Butt and legs go numb (and still hurt like heck!) Legs cramp, shoulder aches, neck stiffens up! Did all that this past weekend and didnt see anything but a few squirrels!

sigh...... I guess I need to figure out a way to put my box blind office recliner chair in a bow blind!


----------



## Chunky (Oct 15, 2006)

Shaky might I suggest you get a pop up tent blind and put in a comfortable chair....it will help you stay out of pain, and you can even move around in there if you start getting stiff. You can get a decent one like a ground max for a 150 bucks. Good luck to you.


----------



## spurgersalty (Jun 29, 2010)

I'm still hung up on why you have to shoot at least a hundred grain broad heads! 9 yrs hunting, 16 deer and one hog(this past weekend), every one of them was shot with a 85 grain mechanical and every one was a complete pass through with no trailing involved(watched them fall). Total weight of my arrows is 376 grains. Proficiency is a MF. Practice and they will fall. before numbers 13 through 16 the closest I had shot a deer was 32 yrds. Not bragging but I use to shoot competition. The most important thing is, when the moment of truth comes, concentrate and do everything you practiced, and regardless of the shaking, you will make the shot.
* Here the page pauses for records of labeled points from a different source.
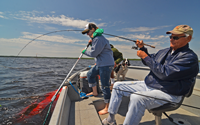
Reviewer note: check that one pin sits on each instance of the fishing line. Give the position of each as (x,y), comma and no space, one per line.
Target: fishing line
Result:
(77,30)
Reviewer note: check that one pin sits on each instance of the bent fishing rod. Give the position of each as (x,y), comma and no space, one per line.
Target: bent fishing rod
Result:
(78,30)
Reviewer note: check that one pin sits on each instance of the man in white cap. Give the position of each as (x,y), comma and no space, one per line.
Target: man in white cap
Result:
(104,60)
(172,71)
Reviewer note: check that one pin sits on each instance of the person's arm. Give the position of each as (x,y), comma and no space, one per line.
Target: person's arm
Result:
(96,49)
(185,66)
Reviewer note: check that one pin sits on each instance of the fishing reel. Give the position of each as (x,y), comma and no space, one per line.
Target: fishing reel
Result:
(134,47)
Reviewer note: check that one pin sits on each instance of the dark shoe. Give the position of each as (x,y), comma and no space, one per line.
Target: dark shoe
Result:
(105,122)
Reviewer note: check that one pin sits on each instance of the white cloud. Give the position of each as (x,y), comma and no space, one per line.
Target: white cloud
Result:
(54,38)
(35,17)
(142,29)
(51,19)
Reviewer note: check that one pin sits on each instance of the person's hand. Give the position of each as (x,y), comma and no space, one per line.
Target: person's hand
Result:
(83,51)
(141,54)
(90,41)
(115,65)
(139,44)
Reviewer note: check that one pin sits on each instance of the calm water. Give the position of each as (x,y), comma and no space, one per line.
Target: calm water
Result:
(27,80)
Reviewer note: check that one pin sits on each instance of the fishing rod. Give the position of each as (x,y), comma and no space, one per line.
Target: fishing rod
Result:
(77,30)
(128,39)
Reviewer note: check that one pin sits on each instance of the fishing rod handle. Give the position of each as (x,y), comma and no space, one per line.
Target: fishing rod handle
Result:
(149,45)
(146,44)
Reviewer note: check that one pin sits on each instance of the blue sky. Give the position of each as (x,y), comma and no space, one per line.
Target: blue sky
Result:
(147,20)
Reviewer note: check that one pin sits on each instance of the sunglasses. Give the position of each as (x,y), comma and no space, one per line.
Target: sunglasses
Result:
(176,37)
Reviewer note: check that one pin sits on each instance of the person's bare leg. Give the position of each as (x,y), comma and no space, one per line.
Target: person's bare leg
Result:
(112,79)
(94,91)
(105,110)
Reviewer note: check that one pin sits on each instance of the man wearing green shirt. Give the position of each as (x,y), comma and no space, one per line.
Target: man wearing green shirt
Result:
(118,57)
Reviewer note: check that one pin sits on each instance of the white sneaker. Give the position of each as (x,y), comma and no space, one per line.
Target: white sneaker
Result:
(105,122)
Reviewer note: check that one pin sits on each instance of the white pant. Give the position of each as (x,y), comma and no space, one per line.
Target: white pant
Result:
(138,103)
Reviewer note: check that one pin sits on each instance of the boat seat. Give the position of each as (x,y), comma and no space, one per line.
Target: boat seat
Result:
(169,106)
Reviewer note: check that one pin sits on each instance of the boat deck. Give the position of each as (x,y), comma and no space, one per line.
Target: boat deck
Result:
(148,119)
(72,110)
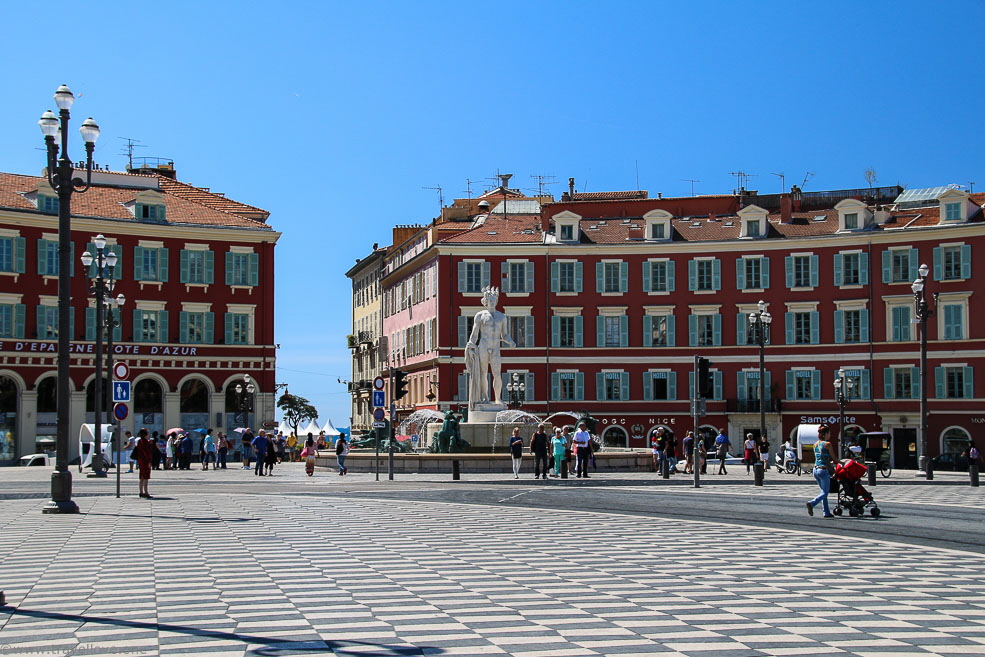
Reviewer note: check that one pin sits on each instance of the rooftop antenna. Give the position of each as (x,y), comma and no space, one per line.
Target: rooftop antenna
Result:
(441,198)
(131,144)
(692,183)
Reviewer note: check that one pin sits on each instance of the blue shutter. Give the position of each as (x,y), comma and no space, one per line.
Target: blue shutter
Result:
(162,326)
(230,257)
(19,254)
(254,269)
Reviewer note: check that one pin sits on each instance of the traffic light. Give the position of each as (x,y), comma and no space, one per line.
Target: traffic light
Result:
(399,384)
(706,381)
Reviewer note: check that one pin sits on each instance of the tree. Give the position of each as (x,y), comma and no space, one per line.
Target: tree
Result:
(296,410)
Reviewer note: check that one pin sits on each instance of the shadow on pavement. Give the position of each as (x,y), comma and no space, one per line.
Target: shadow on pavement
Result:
(272,646)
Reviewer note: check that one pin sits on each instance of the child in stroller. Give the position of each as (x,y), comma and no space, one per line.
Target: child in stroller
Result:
(851,494)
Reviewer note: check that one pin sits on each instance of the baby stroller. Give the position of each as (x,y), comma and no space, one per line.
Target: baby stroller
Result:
(851,494)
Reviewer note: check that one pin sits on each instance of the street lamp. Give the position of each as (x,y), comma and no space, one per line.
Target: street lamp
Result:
(759,324)
(60,176)
(923,313)
(843,394)
(516,388)
(101,286)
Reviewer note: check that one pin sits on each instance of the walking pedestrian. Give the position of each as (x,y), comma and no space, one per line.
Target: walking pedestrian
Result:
(722,446)
(824,460)
(341,451)
(259,445)
(583,450)
(539,446)
(143,452)
(516,450)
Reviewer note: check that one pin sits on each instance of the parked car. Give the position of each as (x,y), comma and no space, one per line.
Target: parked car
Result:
(951,461)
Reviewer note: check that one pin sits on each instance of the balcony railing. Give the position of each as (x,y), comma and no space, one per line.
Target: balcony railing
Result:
(752,405)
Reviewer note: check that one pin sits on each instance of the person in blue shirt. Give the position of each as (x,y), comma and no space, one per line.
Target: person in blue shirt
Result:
(260,447)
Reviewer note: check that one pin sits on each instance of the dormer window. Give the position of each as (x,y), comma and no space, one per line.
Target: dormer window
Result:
(657,225)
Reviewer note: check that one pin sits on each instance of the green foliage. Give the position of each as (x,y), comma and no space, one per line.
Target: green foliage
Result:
(297,410)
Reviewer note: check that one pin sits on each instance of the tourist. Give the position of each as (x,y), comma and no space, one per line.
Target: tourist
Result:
(824,460)
(539,446)
(516,450)
(143,452)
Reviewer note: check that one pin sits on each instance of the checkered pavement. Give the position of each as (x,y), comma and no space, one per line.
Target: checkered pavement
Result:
(243,575)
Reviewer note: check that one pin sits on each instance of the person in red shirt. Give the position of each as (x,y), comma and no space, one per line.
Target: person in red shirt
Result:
(143,453)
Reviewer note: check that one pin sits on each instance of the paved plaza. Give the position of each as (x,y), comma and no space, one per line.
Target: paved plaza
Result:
(317,570)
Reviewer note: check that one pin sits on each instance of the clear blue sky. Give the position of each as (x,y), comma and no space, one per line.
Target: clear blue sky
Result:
(335,115)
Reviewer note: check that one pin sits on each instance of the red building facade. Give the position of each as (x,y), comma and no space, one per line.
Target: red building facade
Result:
(197,271)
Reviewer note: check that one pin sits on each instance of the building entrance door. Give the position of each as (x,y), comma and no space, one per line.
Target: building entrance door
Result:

I still shake like a leaf even when a slick head walks out.


----------



## Miles2Fish (Dec 2, 2008)

*Success!*

Just wanted you gentlemen to know your advie was put to work with success! My first hunting trip and my first doe........


----------



## Chunky (Oct 15, 2006)

congrats.


----------



## Trouthunter (Dec 18, 1998)

Cool! Where did you hit the doe, how far was she and where were you when you shot her, ground stand or above?

Glad you got one!

TH


----------



## Miles2Fish (Dec 2, 2008)

TH, I was sitting in a ground blind that consisted of a bunch of cedar limbs stacked on the ground in a small group of trees. She was thirty yards out (as far as I am ever going to shoot but am confident in the shot) and quartered to my right. Shot went in behind right shoulder and exited midsection on left side. The exit wound is actually right under my quiver in the picture...I was trying to keep the gore to minimum for public pictures. Anyway shot was a tad far back but got both lungs and resulted in a successful and quick kill.


----------



## Gulfcoast13 (Mar 10, 2010)

Rage 3 blade. That's what I shot the for with in the thread. Good blood


----------



## Miles2Fish (Dec 2, 2008)

She was shot with an Evotek bow shooting Rage two blade BH's. The exit wound was huge! Just FYI.....


----------



## gordaflatsstalker (Jul 3, 2008)

Heck yeah. Congrats. Gotta love those Rage broadheads.


----------